Welcome to my blog! I have some catching up to do, as I actually had my first lesson (in eighteen years, that is) this past January, and I hadn't even considered keeping a public record of my progress until recently. I've never felt compelled to blog about anything before because I just don't think I have anything to say that is worth putting out in the blogosphere. However, this is something I actually think might be an inspiration to someone else down the road. I have for many years labored under the belief that there is such a thing as starting too late. And, while this might be true for someone delusional enough to start violin at age 46 with the ambition of becoming a concert violinist, I have no such ambition. I merely intend to get as good as I can possibly get. Consequently, for most of us, it's only too late when you're dead and buried. Until that happens, there is still a great deal to be accomplished.

As I think I said in my description, I started piano again quite some years after taking a piano class, and then not having a piano on which to keep up my meager chops. I got good enough to play two-handed scales in all 12 keys, arpeggios, and some pieces like Rameau's "Rondino."
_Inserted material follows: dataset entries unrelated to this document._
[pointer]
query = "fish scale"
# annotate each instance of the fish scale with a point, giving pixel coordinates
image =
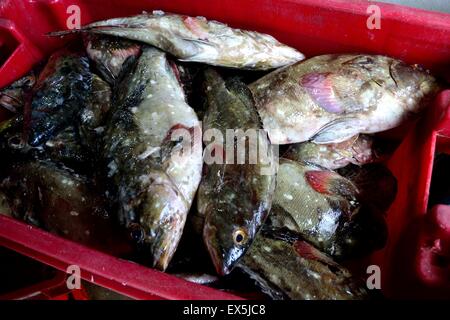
(155, 182)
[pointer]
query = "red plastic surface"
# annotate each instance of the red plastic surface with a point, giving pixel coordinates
(314, 27)
(53, 289)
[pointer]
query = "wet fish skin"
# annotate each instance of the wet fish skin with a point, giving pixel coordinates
(376, 184)
(63, 202)
(13, 96)
(359, 150)
(330, 98)
(156, 179)
(112, 56)
(233, 198)
(94, 115)
(66, 148)
(324, 208)
(298, 271)
(59, 95)
(196, 39)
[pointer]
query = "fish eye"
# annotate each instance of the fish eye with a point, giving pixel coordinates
(240, 236)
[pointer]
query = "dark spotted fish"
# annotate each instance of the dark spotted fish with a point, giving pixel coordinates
(196, 39)
(331, 98)
(13, 96)
(325, 209)
(154, 156)
(63, 202)
(359, 150)
(234, 197)
(58, 96)
(111, 55)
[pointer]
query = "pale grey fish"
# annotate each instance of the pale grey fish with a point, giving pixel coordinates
(298, 271)
(196, 39)
(156, 173)
(112, 56)
(330, 98)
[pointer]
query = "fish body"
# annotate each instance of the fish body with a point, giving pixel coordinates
(63, 202)
(112, 56)
(156, 173)
(93, 116)
(234, 198)
(376, 184)
(298, 271)
(66, 148)
(13, 96)
(359, 150)
(196, 39)
(59, 95)
(331, 98)
(324, 208)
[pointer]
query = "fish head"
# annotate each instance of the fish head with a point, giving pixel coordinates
(228, 234)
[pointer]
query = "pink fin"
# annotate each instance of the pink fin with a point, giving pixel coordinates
(319, 87)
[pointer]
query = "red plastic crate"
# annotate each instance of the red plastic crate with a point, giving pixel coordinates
(314, 27)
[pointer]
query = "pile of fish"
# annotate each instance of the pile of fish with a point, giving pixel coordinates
(124, 145)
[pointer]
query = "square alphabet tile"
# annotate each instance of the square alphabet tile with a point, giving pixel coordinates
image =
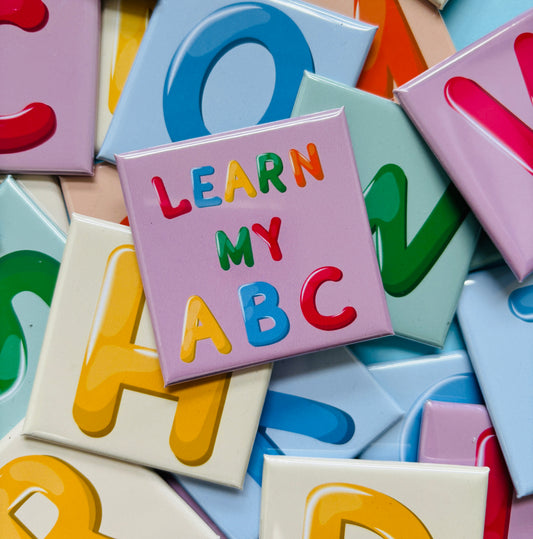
(264, 270)
(52, 491)
(446, 377)
(99, 386)
(324, 404)
(495, 317)
(217, 65)
(31, 248)
(475, 112)
(455, 433)
(424, 232)
(49, 67)
(327, 498)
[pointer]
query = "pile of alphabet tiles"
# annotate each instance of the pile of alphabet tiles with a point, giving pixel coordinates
(266, 269)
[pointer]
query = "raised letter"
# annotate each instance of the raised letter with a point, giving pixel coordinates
(237, 179)
(404, 266)
(271, 174)
(308, 301)
(253, 313)
(331, 506)
(312, 165)
(35, 123)
(394, 57)
(243, 249)
(169, 211)
(113, 362)
(77, 502)
(497, 123)
(201, 324)
(270, 237)
(20, 271)
(199, 188)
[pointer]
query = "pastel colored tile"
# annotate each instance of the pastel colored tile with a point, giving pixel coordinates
(46, 193)
(99, 195)
(314, 498)
(495, 316)
(397, 348)
(123, 25)
(448, 377)
(270, 219)
(51, 491)
(463, 434)
(99, 387)
(475, 112)
(50, 57)
(423, 230)
(230, 64)
(468, 21)
(411, 26)
(31, 247)
(324, 404)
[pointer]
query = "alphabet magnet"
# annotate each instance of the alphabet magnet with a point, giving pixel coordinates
(52, 491)
(99, 387)
(324, 404)
(253, 245)
(99, 195)
(425, 234)
(454, 433)
(476, 114)
(48, 100)
(217, 65)
(314, 498)
(31, 247)
(495, 315)
(446, 377)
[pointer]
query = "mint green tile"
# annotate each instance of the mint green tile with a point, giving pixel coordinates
(423, 260)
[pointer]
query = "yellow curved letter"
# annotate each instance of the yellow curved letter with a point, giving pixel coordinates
(331, 506)
(75, 498)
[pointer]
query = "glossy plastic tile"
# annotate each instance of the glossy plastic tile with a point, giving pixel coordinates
(476, 113)
(315, 498)
(123, 25)
(254, 204)
(99, 195)
(234, 64)
(448, 377)
(423, 230)
(495, 316)
(410, 26)
(31, 247)
(397, 348)
(46, 193)
(462, 434)
(51, 491)
(99, 387)
(325, 404)
(49, 71)
(469, 21)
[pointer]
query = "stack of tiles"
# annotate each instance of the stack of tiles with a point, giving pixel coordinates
(318, 324)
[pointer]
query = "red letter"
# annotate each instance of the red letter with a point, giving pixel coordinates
(270, 237)
(308, 301)
(168, 210)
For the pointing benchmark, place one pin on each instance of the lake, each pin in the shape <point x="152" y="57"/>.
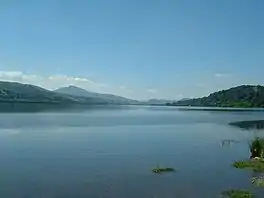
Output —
<point x="109" y="153"/>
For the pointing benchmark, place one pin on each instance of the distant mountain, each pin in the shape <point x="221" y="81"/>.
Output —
<point x="241" y="96"/>
<point x="108" y="98"/>
<point x="18" y="92"/>
<point x="12" y="91"/>
<point x="183" y="99"/>
<point x="157" y="102"/>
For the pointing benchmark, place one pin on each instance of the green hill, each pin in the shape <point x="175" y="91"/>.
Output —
<point x="244" y="96"/>
<point x="108" y="98"/>
<point x="13" y="92"/>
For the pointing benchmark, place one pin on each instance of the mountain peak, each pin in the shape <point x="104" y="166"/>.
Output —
<point x="77" y="91"/>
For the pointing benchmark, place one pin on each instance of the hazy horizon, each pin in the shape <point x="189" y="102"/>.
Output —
<point x="135" y="49"/>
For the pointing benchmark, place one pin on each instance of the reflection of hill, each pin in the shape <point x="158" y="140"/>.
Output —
<point x="254" y="124"/>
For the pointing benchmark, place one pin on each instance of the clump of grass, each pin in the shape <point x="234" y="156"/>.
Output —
<point x="237" y="194"/>
<point x="258" y="181"/>
<point x="253" y="164"/>
<point x="162" y="170"/>
<point x="256" y="148"/>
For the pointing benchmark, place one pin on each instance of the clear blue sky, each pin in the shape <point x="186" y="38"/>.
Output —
<point x="139" y="49"/>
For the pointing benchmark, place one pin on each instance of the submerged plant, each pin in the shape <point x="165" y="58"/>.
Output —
<point x="162" y="170"/>
<point x="256" y="148"/>
<point x="253" y="164"/>
<point x="237" y="194"/>
<point x="258" y="181"/>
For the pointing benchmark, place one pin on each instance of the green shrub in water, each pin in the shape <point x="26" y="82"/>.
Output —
<point x="256" y="165"/>
<point x="162" y="170"/>
<point x="237" y="194"/>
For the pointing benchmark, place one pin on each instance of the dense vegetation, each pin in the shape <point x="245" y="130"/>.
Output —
<point x="241" y="96"/>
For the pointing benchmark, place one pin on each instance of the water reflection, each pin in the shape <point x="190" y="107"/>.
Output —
<point x="248" y="125"/>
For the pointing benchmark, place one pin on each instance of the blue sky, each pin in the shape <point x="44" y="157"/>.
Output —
<point x="139" y="49"/>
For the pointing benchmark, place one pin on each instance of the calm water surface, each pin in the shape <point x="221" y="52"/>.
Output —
<point x="110" y="153"/>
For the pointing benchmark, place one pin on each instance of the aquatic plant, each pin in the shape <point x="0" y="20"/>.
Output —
<point x="237" y="194"/>
<point x="258" y="181"/>
<point x="162" y="170"/>
<point x="256" y="147"/>
<point x="256" y="165"/>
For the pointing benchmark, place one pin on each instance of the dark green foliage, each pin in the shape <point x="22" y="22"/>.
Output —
<point x="162" y="170"/>
<point x="256" y="148"/>
<point x="237" y="194"/>
<point x="255" y="165"/>
<point x="244" y="96"/>
<point x="248" y="125"/>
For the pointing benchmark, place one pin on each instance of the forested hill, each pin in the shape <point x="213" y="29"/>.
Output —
<point x="241" y="96"/>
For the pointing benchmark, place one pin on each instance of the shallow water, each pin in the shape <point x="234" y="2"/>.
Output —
<point x="109" y="153"/>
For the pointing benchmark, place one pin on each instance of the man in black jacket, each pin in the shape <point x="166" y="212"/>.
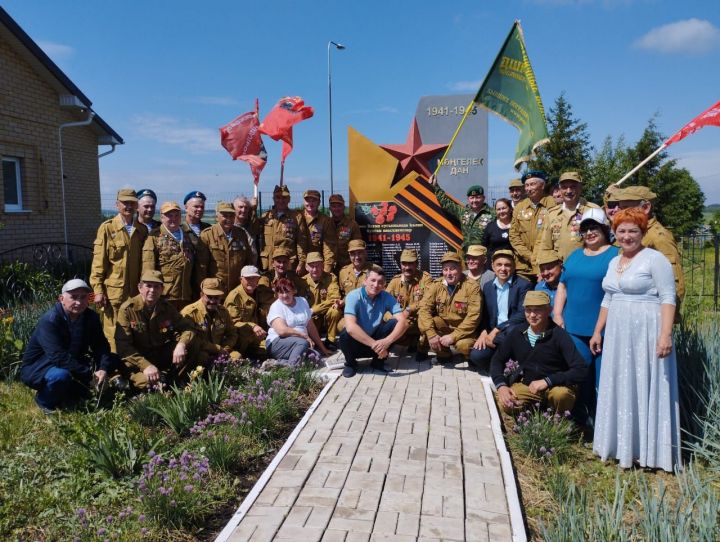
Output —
<point x="547" y="369"/>
<point x="66" y="350"/>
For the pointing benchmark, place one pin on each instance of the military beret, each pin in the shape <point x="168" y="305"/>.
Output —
<point x="504" y="253"/>
<point x="356" y="244"/>
<point x="311" y="194"/>
<point x="408" y="256"/>
<point x="548" y="256"/>
<point x="451" y="256"/>
<point x="211" y="286"/>
<point x="168" y="206"/>
<point x="151" y="275"/>
<point x="127" y="194"/>
<point x="475" y="190"/>
<point x="314" y="257"/>
<point x="281" y="190"/>
<point x="224" y="207"/>
<point x="282" y="252"/>
<point x="536" y="298"/>
<point x="193" y="194"/>
<point x="476" y="251"/>
<point x="534" y="174"/>
<point x="146" y="192"/>
<point x="570" y="176"/>
<point x="636" y="193"/>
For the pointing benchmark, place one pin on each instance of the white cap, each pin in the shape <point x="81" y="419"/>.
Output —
<point x="75" y="284"/>
<point x="596" y="215"/>
<point x="249" y="271"/>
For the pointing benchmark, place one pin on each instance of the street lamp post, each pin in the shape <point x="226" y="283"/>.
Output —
<point x="339" y="47"/>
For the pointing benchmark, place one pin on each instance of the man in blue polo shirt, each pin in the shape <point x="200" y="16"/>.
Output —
<point x="365" y="334"/>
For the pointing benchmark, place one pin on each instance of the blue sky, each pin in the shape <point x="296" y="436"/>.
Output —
<point x="166" y="75"/>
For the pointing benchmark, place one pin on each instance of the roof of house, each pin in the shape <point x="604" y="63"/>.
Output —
<point x="42" y="63"/>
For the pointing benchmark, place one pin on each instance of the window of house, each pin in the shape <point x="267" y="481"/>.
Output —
<point x="12" y="184"/>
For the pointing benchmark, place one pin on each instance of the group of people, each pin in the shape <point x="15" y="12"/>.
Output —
<point x="536" y="298"/>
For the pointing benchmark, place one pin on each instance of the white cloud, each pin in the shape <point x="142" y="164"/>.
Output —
<point x="463" y="86"/>
<point x="172" y="131"/>
<point x="381" y="109"/>
<point x="56" y="51"/>
<point x="214" y="100"/>
<point x="689" y="36"/>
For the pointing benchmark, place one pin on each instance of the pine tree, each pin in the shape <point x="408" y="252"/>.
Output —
<point x="569" y="147"/>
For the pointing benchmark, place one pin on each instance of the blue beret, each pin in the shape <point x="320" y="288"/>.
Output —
<point x="193" y="194"/>
<point x="534" y="173"/>
<point x="476" y="190"/>
<point x="146" y="192"/>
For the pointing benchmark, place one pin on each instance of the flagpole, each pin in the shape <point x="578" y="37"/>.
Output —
<point x="641" y="164"/>
<point x="470" y="106"/>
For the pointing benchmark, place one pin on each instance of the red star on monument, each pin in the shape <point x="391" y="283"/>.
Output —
<point x="413" y="154"/>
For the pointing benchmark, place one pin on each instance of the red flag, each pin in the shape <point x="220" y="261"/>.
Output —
<point x="241" y="138"/>
<point x="709" y="117"/>
<point x="279" y="121"/>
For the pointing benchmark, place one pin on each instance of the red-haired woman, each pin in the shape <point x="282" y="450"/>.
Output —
<point x="291" y="331"/>
<point x="638" y="418"/>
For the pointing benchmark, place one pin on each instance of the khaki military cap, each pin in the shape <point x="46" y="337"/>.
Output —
<point x="451" y="256"/>
<point x="282" y="252"/>
<point x="314" y="257"/>
<point x="211" y="287"/>
<point x="504" y="252"/>
<point x="536" y="298"/>
<point x="476" y="251"/>
<point x="224" y="207"/>
<point x="281" y="190"/>
<point x="548" y="256"/>
<point x="168" y="206"/>
<point x="356" y="244"/>
<point x="151" y="276"/>
<point x="311" y="194"/>
<point x="127" y="194"/>
<point x="408" y="255"/>
<point x="570" y="176"/>
<point x="636" y="193"/>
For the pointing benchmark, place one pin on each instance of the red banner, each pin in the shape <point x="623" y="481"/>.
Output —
<point x="709" y="117"/>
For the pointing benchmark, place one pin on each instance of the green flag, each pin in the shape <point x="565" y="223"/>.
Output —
<point x="510" y="91"/>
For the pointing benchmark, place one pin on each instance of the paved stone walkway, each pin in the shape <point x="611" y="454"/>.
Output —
<point x="400" y="457"/>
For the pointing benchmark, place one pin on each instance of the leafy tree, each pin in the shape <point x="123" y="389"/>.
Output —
<point x="569" y="147"/>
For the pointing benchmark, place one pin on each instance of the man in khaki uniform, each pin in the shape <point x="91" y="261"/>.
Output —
<point x="282" y="269"/>
<point x="321" y="230"/>
<point x="517" y="191"/>
<point x="214" y="329"/>
<point x="171" y="252"/>
<point x="248" y="305"/>
<point x="561" y="231"/>
<point x="353" y="274"/>
<point x="225" y="249"/>
<point x="346" y="230"/>
<point x="322" y="292"/>
<point x="408" y="287"/>
<point x="450" y="310"/>
<point x="283" y="227"/>
<point x="117" y="261"/>
<point x="152" y="338"/>
<point x="657" y="237"/>
<point x="529" y="217"/>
Meanwhile, I got married--to a pianist--and a few years ago she reclaimed the Baldwin she grew up with. My wife plays well, but not often. I keep telling her how jealous I am of her playing! She seems to take it for granted, but then I think many people do when they start out younger and it comes relatively easy to them. In any event, I figure as long as we've got this piano sitting around the house, it's high time I got off my duff and back on the bench.